Population (2026-01-01)
- • Total: 511
- • Density: 23.4/km^{2} (60.7/sq mi)
- Time zone: UTC+1 (CET)
- • Summer (DST): UTC+2 (CEST)
- Postal codes: 582 45, 582 82, 583 01
- Website: www.uhelnapribram.cz

= Uhelná Příbram =

Uhelná Příbram (Kohl Pribrams) is a market town in Havlíčkův Brod District in the Vysočina Region of the Czech Republic. It has about 500 inhabitants.
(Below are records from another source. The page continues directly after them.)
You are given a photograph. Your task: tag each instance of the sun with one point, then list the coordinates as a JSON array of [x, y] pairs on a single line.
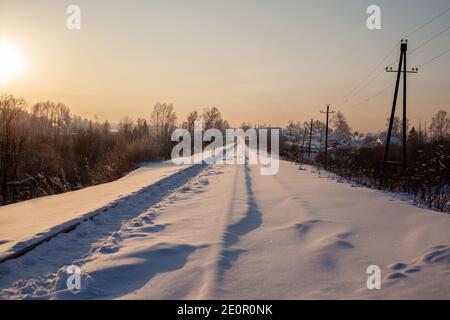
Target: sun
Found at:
[[10, 62]]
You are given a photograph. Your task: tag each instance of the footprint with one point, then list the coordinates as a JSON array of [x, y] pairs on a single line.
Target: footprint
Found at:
[[442, 254], [109, 249], [398, 266], [413, 270], [396, 276], [344, 235]]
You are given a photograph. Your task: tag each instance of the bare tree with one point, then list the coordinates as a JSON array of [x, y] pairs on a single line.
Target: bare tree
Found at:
[[440, 124], [340, 126], [12, 140]]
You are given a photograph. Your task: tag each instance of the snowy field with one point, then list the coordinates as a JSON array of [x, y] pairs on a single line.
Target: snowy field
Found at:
[[226, 232]]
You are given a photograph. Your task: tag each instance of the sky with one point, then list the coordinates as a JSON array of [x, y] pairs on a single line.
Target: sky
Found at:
[[259, 61]]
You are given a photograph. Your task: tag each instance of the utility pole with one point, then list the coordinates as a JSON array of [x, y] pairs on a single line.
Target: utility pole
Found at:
[[326, 133], [310, 140], [305, 130], [401, 65]]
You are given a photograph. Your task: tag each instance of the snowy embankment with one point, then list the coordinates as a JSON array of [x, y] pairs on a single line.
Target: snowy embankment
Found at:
[[26, 223], [225, 231]]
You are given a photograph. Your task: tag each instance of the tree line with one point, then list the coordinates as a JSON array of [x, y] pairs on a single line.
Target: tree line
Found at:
[[45, 150], [427, 177]]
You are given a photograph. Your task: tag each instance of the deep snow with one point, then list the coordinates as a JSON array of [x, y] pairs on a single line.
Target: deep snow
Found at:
[[225, 231]]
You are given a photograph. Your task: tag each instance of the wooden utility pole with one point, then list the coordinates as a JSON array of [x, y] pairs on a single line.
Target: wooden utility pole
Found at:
[[401, 65], [326, 133], [310, 141]]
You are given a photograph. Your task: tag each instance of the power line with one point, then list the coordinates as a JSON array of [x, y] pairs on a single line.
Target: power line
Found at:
[[427, 23], [435, 58], [366, 82], [351, 93], [423, 44], [429, 40]]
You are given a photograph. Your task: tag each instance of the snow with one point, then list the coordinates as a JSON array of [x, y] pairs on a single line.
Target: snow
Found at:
[[25, 223], [227, 232]]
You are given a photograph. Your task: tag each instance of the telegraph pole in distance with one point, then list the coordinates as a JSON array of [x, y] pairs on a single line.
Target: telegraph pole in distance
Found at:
[[401, 65], [310, 140], [326, 133]]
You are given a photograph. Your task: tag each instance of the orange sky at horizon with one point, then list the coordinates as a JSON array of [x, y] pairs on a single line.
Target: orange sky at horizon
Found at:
[[262, 62]]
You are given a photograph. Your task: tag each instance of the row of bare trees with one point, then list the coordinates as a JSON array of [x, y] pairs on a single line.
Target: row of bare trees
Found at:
[[427, 177], [45, 150]]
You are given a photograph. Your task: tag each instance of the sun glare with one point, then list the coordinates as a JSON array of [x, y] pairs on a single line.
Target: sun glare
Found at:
[[10, 62]]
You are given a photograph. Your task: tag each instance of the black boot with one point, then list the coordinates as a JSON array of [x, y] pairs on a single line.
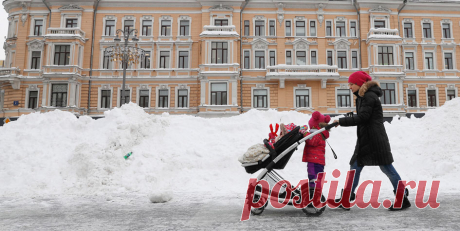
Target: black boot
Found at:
[[406, 203], [352, 198]]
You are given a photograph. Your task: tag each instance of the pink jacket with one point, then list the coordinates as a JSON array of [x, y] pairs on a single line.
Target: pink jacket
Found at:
[[315, 149]]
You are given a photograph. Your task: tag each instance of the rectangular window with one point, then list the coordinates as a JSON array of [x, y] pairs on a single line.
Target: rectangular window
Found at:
[[354, 59], [166, 28], [71, 23], [340, 29], [218, 94], [343, 98], [412, 98], [61, 55], [183, 59], [260, 98], [184, 27], [147, 27], [144, 98], [429, 60], [302, 97], [38, 27], [219, 52], [126, 95], [272, 58], [312, 28], [221, 22], [247, 60], [342, 59], [35, 62], [410, 61], [110, 27], [446, 30], [164, 59], [59, 95], [385, 55], [271, 28], [288, 58], [450, 94], [313, 59], [328, 28], [379, 24], [105, 98], [182, 99], [301, 58], [246, 27], [389, 93], [448, 64], [353, 29], [260, 59], [33, 99], [408, 30], [329, 58], [260, 28], [427, 30], [163, 98], [432, 98], [129, 25], [300, 28], [288, 28], [145, 62]]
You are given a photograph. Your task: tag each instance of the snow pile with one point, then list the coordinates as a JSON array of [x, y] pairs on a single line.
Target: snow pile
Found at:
[[56, 153]]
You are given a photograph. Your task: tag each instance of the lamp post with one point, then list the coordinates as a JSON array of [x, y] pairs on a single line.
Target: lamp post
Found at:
[[126, 55]]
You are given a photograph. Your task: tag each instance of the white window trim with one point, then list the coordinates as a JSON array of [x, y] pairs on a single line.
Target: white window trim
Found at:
[[141, 22], [110, 17], [316, 27], [262, 87], [176, 90], [343, 87], [210, 89], [414, 88], [127, 87], [285, 34], [143, 87], [29, 88], [316, 50], [184, 18], [99, 96], [432, 87], [157, 100], [309, 96]]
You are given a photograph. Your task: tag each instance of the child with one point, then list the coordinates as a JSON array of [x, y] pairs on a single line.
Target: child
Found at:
[[315, 148]]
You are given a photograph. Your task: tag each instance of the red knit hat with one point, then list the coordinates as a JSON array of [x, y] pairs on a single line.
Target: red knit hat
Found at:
[[359, 78]]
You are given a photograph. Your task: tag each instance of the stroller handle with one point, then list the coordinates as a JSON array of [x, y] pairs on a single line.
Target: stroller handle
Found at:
[[328, 127]]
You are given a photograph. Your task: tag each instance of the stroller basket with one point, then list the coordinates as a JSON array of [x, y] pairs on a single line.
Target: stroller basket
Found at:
[[285, 142]]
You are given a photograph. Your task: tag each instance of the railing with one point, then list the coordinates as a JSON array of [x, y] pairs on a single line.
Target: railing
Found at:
[[302, 69], [66, 31]]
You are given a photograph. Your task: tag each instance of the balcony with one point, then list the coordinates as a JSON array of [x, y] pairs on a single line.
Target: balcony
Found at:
[[66, 33], [219, 31]]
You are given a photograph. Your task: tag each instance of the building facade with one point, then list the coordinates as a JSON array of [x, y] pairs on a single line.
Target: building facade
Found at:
[[217, 58]]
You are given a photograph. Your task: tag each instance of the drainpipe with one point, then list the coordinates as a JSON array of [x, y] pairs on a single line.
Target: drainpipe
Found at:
[[49, 18], [92, 53], [241, 54], [359, 36]]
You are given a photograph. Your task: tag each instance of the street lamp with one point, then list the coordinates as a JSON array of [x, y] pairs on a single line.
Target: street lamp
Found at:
[[126, 55]]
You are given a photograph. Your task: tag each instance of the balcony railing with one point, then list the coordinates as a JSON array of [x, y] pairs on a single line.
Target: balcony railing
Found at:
[[302, 70], [66, 32]]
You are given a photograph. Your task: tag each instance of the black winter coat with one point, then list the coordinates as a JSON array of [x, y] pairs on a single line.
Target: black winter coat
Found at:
[[372, 146]]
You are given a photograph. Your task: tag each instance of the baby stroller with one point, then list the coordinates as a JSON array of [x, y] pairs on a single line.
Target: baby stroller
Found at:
[[277, 159]]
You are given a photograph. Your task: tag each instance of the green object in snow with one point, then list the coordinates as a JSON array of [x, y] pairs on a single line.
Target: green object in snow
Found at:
[[128, 155]]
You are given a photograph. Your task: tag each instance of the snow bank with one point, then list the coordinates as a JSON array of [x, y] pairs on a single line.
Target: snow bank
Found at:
[[56, 153]]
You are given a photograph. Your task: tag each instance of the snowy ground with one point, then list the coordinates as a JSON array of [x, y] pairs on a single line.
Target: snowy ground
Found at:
[[56, 155]]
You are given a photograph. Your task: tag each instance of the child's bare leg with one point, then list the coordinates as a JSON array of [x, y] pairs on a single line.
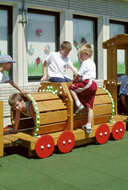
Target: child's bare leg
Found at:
[[90, 115], [77, 101], [87, 127], [75, 97], [122, 97]]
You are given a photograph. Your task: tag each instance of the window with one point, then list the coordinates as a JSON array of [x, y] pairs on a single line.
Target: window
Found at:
[[84, 30], [119, 28], [43, 35], [6, 32]]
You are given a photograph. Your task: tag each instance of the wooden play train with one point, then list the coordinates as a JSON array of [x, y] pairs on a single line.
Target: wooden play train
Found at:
[[57, 125]]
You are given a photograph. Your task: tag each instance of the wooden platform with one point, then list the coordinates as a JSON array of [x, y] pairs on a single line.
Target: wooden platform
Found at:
[[81, 137]]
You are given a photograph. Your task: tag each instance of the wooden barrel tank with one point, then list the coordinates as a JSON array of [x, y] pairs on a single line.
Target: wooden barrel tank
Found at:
[[54, 110], [56, 123]]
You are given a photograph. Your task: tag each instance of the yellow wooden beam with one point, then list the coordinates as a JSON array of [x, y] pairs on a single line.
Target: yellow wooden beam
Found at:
[[1, 130]]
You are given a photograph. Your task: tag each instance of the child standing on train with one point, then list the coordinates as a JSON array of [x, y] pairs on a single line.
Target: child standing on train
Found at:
[[57, 63], [84, 87]]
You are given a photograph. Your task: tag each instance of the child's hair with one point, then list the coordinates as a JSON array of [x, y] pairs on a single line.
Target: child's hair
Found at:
[[14, 98], [66, 45], [86, 48]]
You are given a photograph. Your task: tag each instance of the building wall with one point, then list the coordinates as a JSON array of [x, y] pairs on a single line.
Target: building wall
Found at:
[[101, 9]]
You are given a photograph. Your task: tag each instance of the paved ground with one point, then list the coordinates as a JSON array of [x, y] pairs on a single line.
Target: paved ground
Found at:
[[92, 167]]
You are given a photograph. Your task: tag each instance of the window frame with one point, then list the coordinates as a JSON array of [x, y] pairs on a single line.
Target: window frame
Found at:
[[57, 36], [126, 32]]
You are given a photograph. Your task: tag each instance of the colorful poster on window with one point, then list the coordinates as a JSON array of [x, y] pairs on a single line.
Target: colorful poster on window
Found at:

==Administrative division==
Uhelná Příbram consists of five municipal parts (in brackets population according to the 2021 census):

- Uhelná Příbram (320)
- Jarošov (32)
- Petrovice u Uhelné Příbramě (62)
- Přísečno (12)
- Pukšice (79)

==Etymology==
The name Příbram is derived from the personal name Příbram, meaning "Příbram's (court)". The prefix uhelná (an adjective from uhlí, i.e. 'coal') refers to the livelihood of the local inhabitants.

==Geography==
Uhelná Příbram is located about 17 km north of Havlíčkův Brod and 32 km southwest of Pardubice. It lies in the Upper Sázava Hills. The highest point is the Kubík hill at 535 m above sea level. There are several streams originating in the municipal territory. The territory is rich in small fishponds supplied by these streams.

==History==
The first written mention of Uhelná Příbram is from 1355. The area was historically home of charcoal burners. Until the 17th century, it was part of the Žleby estate.

==Transport==
There are no railways or major roads passing through the municipality.

==Sights==
The main landmark of Uhelná Příbram is the Church of Saint Michael the Archangel. It was originally a Gothic church, rebuilt in the Baroque style in 1760. A valuable building is also the late Baroque rectory dating from 1762.